Karikatürist Musa Kart, cezaevi çıkışında açıklama yaptı. Kart konuşmasında, 'Mizah duygusunu kaybetmiş ülkelerde yaşamak zordur ama her şeyin mizah olduğu ülkelerde yaşamak daha da zordur. Ne yazık ki her şeyin mizah olduğu dönemden geçiyoruz. Dava dosyamıza da bakıldığında bu görülecektir. Çağdaş hukuk devletlerinde insanlar önce yargılanır, sonra cezalandırılır. Bizde tam tersi oldu. 9 ay Silivri'de tutuklu kaldıktan sonra hakim karşısına çıkabildik. Yani peşinen cezalandırıldık. Bakın bizim için 30-40 yıl ceza isteminde bulunan savcı FETÖ terör örgütüne üye olma suçlamasıyla yargılanıyor. Hakkında müebbet hapis cezası isteniyor. FETÖ ile irtibatlandırıldık. Çünkü tatil rezervasyonu için bir seyahat şirketini aramıştık. Aynı dosyadan yargılanan ve 5 yıldan fazla ceza istenen arkadaşlarımıza Yargıtay'a gitme hakkı verilmişken bizler yani 5 yıldan az ceza verilenler bu haktan mahrum bırakılmış ve ikinci kez cezaevine yollanmıştık. Üstelik Anayasa Mahkemesi Başkanı 'Hak ihlaline' işaret etmişken, Adalet Bakanı televizyonda 'Bir gün bile içerde kalmamaları gerekir' demişken, doğrusu bu kadar komiklik bir karikatüristin hayal gücünü aşıyor' dedi.

'YARGITAYIN VERDİĞİ BİR KARARLA YANLIŞTAN DÖNÜLDÜ'

Yargıtay'ın verdiği kararla yanlıştan dönüldüğünü belirten Musa Kart, 'Yaklaşık 4.5 ay önce Kandıra Cezaevi'ne girerken şöyle demiştik: Bu dava yani Cumhuriyet davası halkın vicdanında görülmeye devam edilecek. Nitekim öyle de oldu. Yargıtay'ın verdiği bir kararla yanlıştan dönüldü. Şimdi ömrümüzden çalınan aylar, yıllar üzerinden mağduriyet edebiyatı yapacak değiliz.
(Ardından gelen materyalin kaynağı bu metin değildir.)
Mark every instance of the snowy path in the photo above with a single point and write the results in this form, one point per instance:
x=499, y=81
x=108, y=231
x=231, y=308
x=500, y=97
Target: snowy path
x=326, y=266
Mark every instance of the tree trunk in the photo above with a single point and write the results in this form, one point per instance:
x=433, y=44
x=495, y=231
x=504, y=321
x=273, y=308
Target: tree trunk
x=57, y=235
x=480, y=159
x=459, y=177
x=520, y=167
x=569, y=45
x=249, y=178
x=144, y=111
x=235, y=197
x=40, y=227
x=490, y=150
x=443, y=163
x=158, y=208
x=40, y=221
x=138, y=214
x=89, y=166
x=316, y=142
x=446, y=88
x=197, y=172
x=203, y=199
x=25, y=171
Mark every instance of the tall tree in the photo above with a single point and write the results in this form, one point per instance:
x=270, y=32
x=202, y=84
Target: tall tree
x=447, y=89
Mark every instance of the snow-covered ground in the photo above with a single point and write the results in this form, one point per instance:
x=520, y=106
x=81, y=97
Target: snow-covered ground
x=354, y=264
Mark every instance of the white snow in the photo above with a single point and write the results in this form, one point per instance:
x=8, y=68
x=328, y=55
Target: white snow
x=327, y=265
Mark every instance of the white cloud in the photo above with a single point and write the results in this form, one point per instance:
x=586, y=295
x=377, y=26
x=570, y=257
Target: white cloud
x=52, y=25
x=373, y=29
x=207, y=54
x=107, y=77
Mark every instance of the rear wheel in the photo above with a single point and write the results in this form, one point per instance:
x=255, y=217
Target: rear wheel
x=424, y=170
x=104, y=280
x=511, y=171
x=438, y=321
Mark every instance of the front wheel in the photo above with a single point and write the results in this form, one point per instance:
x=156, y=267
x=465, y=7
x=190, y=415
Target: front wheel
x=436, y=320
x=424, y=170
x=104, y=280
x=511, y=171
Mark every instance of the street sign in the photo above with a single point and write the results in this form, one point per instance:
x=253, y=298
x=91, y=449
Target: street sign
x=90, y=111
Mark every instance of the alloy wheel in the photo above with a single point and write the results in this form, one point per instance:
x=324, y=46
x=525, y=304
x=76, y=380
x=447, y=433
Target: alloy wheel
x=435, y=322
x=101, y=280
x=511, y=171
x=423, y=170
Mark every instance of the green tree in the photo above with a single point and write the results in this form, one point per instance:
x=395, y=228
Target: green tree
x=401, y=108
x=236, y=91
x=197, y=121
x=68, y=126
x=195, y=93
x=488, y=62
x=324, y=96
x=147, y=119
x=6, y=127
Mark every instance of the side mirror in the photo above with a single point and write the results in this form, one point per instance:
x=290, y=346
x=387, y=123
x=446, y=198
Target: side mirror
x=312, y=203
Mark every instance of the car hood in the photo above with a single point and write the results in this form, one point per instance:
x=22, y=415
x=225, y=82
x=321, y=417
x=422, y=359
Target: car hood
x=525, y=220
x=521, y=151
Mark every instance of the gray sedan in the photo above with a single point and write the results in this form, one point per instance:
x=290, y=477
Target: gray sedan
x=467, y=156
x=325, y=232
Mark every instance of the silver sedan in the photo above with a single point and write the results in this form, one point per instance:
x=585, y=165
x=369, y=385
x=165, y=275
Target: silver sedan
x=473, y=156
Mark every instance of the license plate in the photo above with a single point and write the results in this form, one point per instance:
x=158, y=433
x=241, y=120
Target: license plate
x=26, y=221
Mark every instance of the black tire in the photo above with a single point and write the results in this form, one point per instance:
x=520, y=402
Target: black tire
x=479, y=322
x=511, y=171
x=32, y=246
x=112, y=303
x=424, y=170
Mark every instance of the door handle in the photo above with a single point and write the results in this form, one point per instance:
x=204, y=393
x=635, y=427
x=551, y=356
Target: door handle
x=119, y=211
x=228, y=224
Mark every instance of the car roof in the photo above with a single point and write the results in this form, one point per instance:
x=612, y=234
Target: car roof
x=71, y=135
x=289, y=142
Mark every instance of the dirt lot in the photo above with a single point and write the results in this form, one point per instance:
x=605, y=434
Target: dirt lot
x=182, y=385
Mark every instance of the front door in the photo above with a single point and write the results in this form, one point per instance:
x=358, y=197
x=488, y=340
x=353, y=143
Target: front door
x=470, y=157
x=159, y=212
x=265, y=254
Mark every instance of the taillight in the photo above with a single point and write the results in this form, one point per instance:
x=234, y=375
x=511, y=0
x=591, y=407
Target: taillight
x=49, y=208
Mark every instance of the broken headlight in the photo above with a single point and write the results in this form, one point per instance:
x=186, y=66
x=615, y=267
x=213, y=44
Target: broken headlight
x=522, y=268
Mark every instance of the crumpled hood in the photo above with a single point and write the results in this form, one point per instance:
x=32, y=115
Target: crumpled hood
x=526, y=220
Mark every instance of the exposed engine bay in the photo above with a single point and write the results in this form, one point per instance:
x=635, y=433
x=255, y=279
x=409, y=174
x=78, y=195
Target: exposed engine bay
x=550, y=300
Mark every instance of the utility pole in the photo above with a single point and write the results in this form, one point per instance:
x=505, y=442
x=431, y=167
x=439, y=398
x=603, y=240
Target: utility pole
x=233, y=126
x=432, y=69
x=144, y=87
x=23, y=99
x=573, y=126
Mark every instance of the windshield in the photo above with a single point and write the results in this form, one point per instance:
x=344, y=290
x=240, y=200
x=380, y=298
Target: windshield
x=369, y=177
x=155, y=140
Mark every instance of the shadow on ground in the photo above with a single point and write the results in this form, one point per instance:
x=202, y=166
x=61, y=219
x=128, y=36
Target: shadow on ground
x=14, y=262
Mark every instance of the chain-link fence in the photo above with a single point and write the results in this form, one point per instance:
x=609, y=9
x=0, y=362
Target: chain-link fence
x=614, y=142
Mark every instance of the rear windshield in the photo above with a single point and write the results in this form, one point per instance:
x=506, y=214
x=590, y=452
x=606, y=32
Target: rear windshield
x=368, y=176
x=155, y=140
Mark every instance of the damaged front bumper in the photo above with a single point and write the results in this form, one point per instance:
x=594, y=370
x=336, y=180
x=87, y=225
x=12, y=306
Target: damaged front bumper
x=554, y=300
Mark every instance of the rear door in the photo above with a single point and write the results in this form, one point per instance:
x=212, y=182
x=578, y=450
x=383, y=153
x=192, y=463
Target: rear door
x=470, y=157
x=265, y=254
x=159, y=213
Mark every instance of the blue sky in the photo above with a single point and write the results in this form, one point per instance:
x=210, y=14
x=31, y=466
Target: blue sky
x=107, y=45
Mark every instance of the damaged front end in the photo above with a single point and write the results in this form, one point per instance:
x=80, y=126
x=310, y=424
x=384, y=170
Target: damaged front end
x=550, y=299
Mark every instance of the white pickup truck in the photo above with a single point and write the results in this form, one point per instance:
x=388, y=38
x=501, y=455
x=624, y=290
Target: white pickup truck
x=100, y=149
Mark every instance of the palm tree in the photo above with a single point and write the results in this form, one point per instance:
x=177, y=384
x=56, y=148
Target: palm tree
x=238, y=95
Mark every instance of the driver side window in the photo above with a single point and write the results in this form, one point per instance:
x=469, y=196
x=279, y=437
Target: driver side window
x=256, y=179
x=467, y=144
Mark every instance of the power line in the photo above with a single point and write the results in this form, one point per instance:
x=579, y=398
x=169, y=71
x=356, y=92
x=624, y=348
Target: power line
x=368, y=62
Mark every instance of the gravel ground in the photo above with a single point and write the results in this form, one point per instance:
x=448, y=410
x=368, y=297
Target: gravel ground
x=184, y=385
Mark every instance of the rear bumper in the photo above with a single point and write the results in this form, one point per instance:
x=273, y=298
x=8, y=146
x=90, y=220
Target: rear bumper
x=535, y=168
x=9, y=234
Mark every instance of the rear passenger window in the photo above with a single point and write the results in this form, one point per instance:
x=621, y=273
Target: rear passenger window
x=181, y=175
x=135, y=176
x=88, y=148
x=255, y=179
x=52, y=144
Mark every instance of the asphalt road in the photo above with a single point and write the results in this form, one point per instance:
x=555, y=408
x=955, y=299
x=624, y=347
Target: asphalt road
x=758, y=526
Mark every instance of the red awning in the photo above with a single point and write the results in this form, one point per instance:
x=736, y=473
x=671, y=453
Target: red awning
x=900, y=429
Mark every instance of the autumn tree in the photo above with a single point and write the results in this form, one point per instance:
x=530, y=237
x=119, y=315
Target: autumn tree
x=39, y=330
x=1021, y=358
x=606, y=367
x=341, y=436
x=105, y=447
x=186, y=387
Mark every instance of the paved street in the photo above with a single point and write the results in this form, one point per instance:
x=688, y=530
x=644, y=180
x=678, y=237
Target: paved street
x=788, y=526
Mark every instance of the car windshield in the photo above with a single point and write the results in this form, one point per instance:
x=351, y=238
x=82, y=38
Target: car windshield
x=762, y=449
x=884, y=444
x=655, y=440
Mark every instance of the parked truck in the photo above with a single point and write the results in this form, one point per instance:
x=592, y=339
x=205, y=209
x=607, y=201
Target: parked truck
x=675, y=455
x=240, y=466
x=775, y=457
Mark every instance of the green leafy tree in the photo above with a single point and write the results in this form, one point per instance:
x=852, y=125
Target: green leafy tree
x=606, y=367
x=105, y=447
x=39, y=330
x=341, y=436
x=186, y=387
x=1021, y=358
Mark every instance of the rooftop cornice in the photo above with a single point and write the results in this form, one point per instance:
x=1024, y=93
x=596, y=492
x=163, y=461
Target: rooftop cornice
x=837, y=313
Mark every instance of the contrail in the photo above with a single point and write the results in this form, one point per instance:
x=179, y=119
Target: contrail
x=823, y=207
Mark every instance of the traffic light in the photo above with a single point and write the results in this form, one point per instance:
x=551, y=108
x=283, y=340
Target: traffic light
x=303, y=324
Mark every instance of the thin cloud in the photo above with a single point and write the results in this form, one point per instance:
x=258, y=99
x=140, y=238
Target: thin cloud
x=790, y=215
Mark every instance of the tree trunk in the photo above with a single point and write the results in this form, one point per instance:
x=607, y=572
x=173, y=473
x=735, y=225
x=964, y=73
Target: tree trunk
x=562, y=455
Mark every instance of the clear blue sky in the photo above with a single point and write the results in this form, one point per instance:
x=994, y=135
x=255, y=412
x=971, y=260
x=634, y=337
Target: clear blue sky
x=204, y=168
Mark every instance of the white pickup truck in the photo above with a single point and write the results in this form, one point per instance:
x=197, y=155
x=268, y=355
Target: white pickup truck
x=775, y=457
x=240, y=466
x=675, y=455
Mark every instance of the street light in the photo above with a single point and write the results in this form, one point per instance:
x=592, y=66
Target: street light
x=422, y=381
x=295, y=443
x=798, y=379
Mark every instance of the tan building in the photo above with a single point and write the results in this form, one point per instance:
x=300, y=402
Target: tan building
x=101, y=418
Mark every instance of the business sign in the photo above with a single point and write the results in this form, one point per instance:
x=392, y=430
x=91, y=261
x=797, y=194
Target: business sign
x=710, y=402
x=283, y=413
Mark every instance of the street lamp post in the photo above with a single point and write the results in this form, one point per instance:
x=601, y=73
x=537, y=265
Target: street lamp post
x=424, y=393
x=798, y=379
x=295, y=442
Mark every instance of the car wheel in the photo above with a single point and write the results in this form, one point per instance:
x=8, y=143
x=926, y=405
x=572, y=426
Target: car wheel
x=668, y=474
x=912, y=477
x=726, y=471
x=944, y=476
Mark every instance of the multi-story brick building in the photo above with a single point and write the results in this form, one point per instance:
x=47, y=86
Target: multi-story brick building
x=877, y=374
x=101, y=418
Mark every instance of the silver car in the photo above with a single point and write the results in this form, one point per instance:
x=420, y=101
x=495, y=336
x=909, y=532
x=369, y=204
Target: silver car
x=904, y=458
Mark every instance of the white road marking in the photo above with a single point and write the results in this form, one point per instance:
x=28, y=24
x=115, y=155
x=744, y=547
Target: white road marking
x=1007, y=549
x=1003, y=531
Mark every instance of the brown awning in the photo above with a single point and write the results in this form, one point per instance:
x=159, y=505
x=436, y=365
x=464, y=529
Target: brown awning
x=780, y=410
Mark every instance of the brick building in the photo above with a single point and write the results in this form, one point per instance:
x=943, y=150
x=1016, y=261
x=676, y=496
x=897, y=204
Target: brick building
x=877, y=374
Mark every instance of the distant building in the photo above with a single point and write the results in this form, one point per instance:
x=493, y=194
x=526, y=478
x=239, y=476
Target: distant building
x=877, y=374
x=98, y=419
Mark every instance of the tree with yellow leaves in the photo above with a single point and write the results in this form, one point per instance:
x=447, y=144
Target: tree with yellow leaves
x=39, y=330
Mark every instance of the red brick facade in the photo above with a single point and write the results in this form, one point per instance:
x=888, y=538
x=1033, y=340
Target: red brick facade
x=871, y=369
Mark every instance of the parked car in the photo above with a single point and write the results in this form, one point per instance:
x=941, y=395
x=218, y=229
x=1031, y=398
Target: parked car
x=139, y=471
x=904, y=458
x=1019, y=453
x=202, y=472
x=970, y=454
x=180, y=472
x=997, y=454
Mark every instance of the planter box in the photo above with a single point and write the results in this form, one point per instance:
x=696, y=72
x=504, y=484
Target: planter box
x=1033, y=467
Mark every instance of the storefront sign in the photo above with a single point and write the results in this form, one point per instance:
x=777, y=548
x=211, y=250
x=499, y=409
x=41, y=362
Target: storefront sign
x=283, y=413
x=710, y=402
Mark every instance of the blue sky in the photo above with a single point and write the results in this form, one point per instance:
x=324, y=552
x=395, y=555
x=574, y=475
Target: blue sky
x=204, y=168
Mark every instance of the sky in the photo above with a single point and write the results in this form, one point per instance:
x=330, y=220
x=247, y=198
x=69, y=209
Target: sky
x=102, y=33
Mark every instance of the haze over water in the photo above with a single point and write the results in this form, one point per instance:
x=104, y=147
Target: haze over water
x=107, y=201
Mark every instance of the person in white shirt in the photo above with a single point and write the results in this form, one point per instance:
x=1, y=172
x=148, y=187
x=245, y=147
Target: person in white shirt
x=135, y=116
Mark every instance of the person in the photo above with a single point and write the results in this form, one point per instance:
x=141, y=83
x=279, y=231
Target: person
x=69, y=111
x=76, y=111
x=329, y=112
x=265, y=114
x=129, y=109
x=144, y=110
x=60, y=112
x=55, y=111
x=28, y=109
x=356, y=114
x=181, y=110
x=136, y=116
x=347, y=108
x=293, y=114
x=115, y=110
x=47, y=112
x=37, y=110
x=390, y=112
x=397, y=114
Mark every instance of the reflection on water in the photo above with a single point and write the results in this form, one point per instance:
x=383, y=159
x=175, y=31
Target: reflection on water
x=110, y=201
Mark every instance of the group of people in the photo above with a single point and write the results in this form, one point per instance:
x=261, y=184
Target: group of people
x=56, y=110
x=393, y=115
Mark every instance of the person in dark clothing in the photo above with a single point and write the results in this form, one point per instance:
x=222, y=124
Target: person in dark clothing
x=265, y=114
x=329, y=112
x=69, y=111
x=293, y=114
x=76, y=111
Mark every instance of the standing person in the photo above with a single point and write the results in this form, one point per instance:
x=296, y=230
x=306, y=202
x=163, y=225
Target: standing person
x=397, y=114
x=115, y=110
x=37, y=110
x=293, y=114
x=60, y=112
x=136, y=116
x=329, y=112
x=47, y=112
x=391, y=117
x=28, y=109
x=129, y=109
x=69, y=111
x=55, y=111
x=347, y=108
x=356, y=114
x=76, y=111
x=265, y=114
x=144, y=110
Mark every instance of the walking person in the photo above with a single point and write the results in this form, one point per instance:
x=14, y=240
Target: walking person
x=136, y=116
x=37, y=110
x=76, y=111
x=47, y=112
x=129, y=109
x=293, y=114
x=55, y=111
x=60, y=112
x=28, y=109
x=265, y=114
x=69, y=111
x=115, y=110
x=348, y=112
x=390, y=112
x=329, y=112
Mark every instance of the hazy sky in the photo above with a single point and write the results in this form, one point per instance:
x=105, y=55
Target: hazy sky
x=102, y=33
Ama çağdaş bir hukuk devleti talebimizden vazgeçmiş değiliz ve bu konuda ısrarlıyız. Şu an özgürüz ama arkamızda Emre İper ile birlikte pek çok mağduriyet hikayesi bıraktık. Acilen adalet bekleyen insanlar bıraktık. Gazetecilerin korku iklimi yaratmak için cezaevine atıldıklarını artık herkes biliyor. Bunun doğru bir yol olmadığı artık anlaşılsın istiyoruz. Ayrıca bilinsin ve görülsün ki cezaevleri ne duruşumuzu bozuyor ne de gülüşümüzü' diye konuştu.

Ardından cezaevinden çıkan Cumhuriyet Gazetesi yazarları ve yakınları Kandıra yolu üzerinde bir restoranda yemek yedi.